Lifetime Citizen Portal Access — AI Briefings, Alerts & Unlimited Follows

Mickelson Middle School principals outline teaming, daily PE and growing ELL population

Loading...

AI-Generated Content: All content on this page was generated by AI to highlight key points from the meeting. For complete details and context, we recommend watching the full video. so we can fix them.

Summary

Mickelson Middle School principals Todd Foster and Matt Christie briefed the board on enrollment, programs that emphasize teaming and daily wellness classes, and rising numbers of English language learners.

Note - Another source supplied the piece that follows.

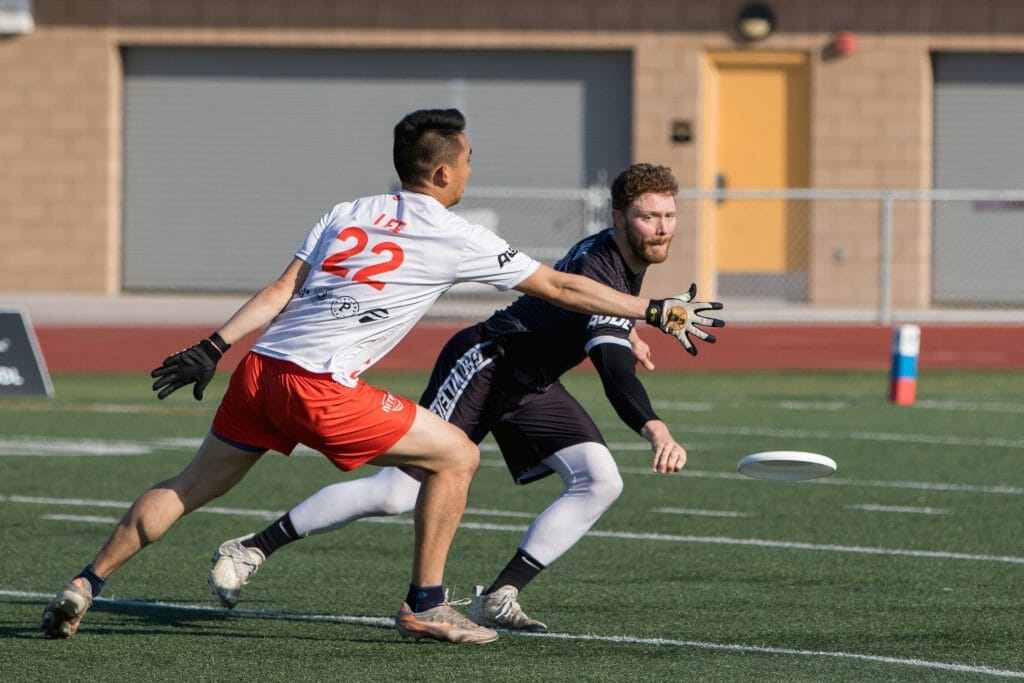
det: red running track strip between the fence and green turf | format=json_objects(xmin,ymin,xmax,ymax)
[{"xmin": 36, "ymin": 322, "xmax": 1024, "ymax": 372}]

Todd Foster and Matt Christie, principals at Mickelson Middle School, presented an overview of the middle school's program, enrollment and recent initiatives at the Brookings School District board meeting.

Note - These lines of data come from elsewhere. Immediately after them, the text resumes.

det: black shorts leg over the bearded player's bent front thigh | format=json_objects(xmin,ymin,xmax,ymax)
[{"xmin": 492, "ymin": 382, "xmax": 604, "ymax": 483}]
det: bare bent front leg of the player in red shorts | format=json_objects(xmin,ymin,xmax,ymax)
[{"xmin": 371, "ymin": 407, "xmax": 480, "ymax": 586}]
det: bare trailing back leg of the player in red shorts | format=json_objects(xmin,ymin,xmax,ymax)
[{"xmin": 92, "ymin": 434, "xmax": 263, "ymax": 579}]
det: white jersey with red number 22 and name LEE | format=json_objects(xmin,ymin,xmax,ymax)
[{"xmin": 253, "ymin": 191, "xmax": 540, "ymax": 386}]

Foster said Mickelson's enrollment this year is 778 students, with 263 in sixth grade, 262 in seventh grade and 253 in eighth grade. He told the board the school has 39 English-language-learner (ELL) students now, and he expects the incoming fifth-grade class will increase that number; he estimated the program could approach about 50 ELL students next year and said 14 different primary languages are spoken by students at the middle school. Foster thanked the district for supporting a full-time ELL teacher, noting that Cheryl Harming has moved into that role and is serving the student population.

Christie and Foster described key elements of Mickelson's approach: a teaming model in which groups of roughly 35 students and five core teachers operate as a smaller learning community; a Bobcats "Back to School" seven-day orientation designed to build relationships and review procedures; a tiered new-student integration system to onboard students who arrive mid-year; and the "Bobcat Grotto," a restorative in-school support space where students can work to "earn their way back" to class with guidance and points-based progress.

The principals also emphasized that Mickelson provides physical education and health/wellness every day, supported by a team of five wellness teachers. Foster said few middle schools in the state offer daily PE/health, and he credited that schedule with strengthening student engagement.

Foster noted Mickelson's history: the middle school concept was adopted locally in the late 1960s, the current building opened in 1999 and an addition was completed in 2020. He invited board members to visit the school and asked anyone interested to schedule a deeper briefing on middle-school scheduling and practices.

Ending: Board members thanked the principals for the presentation and praised the school's emphasis on adolescent development, relationship-building and daily wellness instruction.